В сознание Дафны ворвался образ Энтони с женой и детьми. Она постаралась избавиться от этого образа и опустила голову, пряча выражение лица.

– Уверена, вы хотели бы выйти замуж, – врываясь в ее мысли, заметила Виола.

– Я… – Дафна глубоко вдохнула и наклонилась, чтобы снова намочить кисть. Выпрямившись, она сказала: – Я не думала об этом. – Не глядя на виконтессу, Дафна вернулась к своему занятию: – Вряд ли это когда-нибудь случится.

– Почему вы так говорите?

– О, я прекрасно осознаю, что невзрачна, да еще и засиделась в девицах в свои двадцать четыре года. И завести новые знакомства у меня вряд ли получится. К тому же, если я и выйду замуж, то только по любви глубокой, настоящей и вечной. Сами видите, – подняв глаза на сестру Энтони, добавила она с легким смешком, – обстоятельства против меня.

Виола не ответила. Но, вернувшись к работе, Дафна чувствовала на себе взгляд новой подруги. Нескоро та нарушила молчание.

– Как досадно, что вы до сих пор не видели Лондон.

Удивленная сменой темы, Дафна подняла голову:

– Мне бы хотелось когда-нибудь там побывать. Вы с мужем живете в городе?

– Зависит от времени года, – ответила Виола. – Я провожу осень и зиму в Эндерби, это наше поместье в Чизвике, совсем недалеко от Лондона, а Хэммонд в это время находится в Хэммонд-парке в Нортумберленде. Весной, на время сезона, мы снимаем дом в городе. Летом я еду в Брайтон, а Хэммонд возвращается в Нортумберленд. Такой порядок нас вполне устраивает. Мы вынуждены проводить вместе всего лишь несколько месяцев в году, чего вполне достаточно для соблюдения приличий.

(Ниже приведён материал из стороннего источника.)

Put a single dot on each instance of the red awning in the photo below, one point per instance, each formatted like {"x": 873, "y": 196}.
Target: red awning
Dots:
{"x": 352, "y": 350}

Дафна была потрясена до глубины души, но не показала этого. В ней вспыхнуло сочувствие к новой подруге.

– Ясно, – прошептала она.

– Благодаря мне зимой в Эндерби жизнь бьет ключом, – продолжила Виола с напускной веселостью в голосе. – Я устраиваю бесконечные приемы и окружаю себя компанией, ибо не люблю быть одна…. – она оборвала себя на полуслове и издала приглушенный смешок. – Нет, вы только послушайте меня! Какая потрясающая жалость к себе. Мне стыдно. Единственное, что меня извиняет, – вы замечательно умеете слушать.

– Нет ничего постыдного в том, чтобы чувствовать себя одиноким, – мягко заметила Дафна. – Уж я-то знаю. Большую часть своей жизни я провела в пустынях, в самом их сердце. Там было не встретить ни одной англичанки. На зиму мы с папой переезжали в Риме, и, пока он общался с другими учеными и антикварами, я блуждала по музеям и библиотекам и читала все, что только могла найти об Англии. История, политика, общество, обычаи. Я бы с удовольствием как-нибудь побывала в Лондоне.

– О, Дафна, как бы я хотела показать вам город! Он удивительный. Я была бы так рада, если бы вы смогли поехать со мной в Эндерби. Вы будете мне отличной компанией, да и Чизвик всего в часе езды от Лондона. А если останетесь на сезон, мы вместе отправимся в город и я смогу представить вас свету. Возможно, мы бы нашли семью вашей матери.

– Это исключено, – ответила Дафна. Ведь Энтони оставался здесь, и ей сложно было даже представить, что она покинет Тремор-холл на достаточное для поездки время. – У меня слишком много работы.

– Музей открывается в марте. Ведь можно приехать после этого?

– Нет, я буду нужна на раскопках даже после открытия музея. Вероятнее всего они будут вестись еще по крайней мере пять лет.

– Понимаю. Но это так досадно. – Тут Виола недовольно воскликнула: – О, дорогая, я должна возвращаться. Если брат заметит, что я так спешно сбежала от него, он решительно во мне разочаруется. Энтони все время пытается склонить меня к каким-нибудь умственным занятиям.

Виола направилась к двери, но на пороге обернулась и еще раз посмотрела на Дафну:

– К слову сказать, красота еще ничего не значит.